D. Sul banco degli imputati è finita anche l'inflazione. In Francia ci sono sistemi per agganciare l'inflazione. Perché in Italia no?

R. Abbiamo imparato a nostre spese, dalla scala mobile degli anni ’80, che meccanismi automatici di adeguamento dei salari ai prezzi sono molto pericolosi. Meglio affidare alla contrattazione collettiva e individuale questo adeguamento. Un mio studente sta lavorando a una ricerca che mostra che gli shocks recenti ai prezzi dell’energia vengono recuperati rapidamente dai lavoratori tedeschi ma non in modo automatico, bensì in relazione all’incidenza dell’incremento di spesa energetica che ciascun lavoratore subisce. Come fanno i lavoratori a recuperare? Grazie alla minaccia di andarsene altrove (non necessariamente in termini geografici, ma anche in termini di settore o azienda). Le imprese tedesche hanno quindi un “potere di monopsonio” inferiore rispetto a quello delle imprese italiane.

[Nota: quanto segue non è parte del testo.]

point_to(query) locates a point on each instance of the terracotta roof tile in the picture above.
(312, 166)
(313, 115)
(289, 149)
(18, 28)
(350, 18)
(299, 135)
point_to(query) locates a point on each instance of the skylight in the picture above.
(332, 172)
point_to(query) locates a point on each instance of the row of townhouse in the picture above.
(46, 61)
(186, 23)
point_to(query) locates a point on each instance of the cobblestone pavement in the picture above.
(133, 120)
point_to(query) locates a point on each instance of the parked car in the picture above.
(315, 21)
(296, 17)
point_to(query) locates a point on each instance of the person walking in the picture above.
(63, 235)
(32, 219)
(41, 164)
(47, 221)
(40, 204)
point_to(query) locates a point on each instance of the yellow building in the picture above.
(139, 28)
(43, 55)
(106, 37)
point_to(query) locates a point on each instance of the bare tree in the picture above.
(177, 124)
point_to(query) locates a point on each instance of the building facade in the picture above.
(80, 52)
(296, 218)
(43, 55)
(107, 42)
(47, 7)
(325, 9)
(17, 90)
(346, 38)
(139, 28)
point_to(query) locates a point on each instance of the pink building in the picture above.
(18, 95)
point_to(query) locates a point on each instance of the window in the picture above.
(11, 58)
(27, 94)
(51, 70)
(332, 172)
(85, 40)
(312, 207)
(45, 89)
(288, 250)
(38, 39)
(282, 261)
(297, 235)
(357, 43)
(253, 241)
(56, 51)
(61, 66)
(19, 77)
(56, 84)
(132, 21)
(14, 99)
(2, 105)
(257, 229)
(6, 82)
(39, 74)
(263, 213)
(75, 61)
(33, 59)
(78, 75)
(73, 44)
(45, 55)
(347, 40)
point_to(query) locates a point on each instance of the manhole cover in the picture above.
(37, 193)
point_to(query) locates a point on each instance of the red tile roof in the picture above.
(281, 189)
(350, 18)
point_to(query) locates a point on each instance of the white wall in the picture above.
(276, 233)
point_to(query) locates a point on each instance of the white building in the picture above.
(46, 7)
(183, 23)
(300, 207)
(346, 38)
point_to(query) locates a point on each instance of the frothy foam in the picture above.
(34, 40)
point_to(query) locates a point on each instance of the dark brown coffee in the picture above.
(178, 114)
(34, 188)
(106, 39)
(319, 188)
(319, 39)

D. Lei sa che il discorso di agganciare gli aumenti anche nel pubblico impiego al costo della vita sul territorio non piace a sinistra. Subito scatta l'accusa di voler reintrodurre le gabbie salariali. O di voler spaccare il Paese.

R. A questo proposito ciò che sorprende è che proprio coloro che vorrebbero vincolare meccanicamente i salari nominali all’inflazione, ossia alla variazione nel tempo dei prezzi, si rifiutano di vedere che esiste un problema anche in termini di variazione dei prezzi nello spazio. È una forma di pensiero schizofrenico che proprio non riesco a spiegarmi. Il tempo e lo spazio sono le dimensioni del nostro esistere. Perché dovremmo desiderare adeguamenti dei salari ai prezzi nel tempo e non nello spazio?

Comunque, anche nel caso delle variazioni del costo della vita tra zone del paese (sud-nord, ma anche città e campagna), insieme a Enrico Moretti, Tito Boeri e Johanna Posh abbiamo spiegato che la soluzione non è un adeguamento meccanico, ossia le cosiddette“gabbie salariali. La soluzione è la contrattazione collettiva locale.

D. C'è chi a sinistra fa la battaglia per il salario minimo, chi a destra punta su bonus e decontribuzione. Cosa ne pensa?

R. Il salario minimo è una battaglia sacrosanta, che avrebbe numerosi benefici per i lavoratori più deboli ma anche per il paese nel suo complesso: sono molti gli economisti convinti di questo. Bonus e decontribuzioni sono soldi buttati via perché nella quasi totalità finanziano le imprese per scelte che avrebbero fatto comunque. Un regalo, quindi, alle imprese, il cui beneficio netto marginale è quasi certamente irrilevante.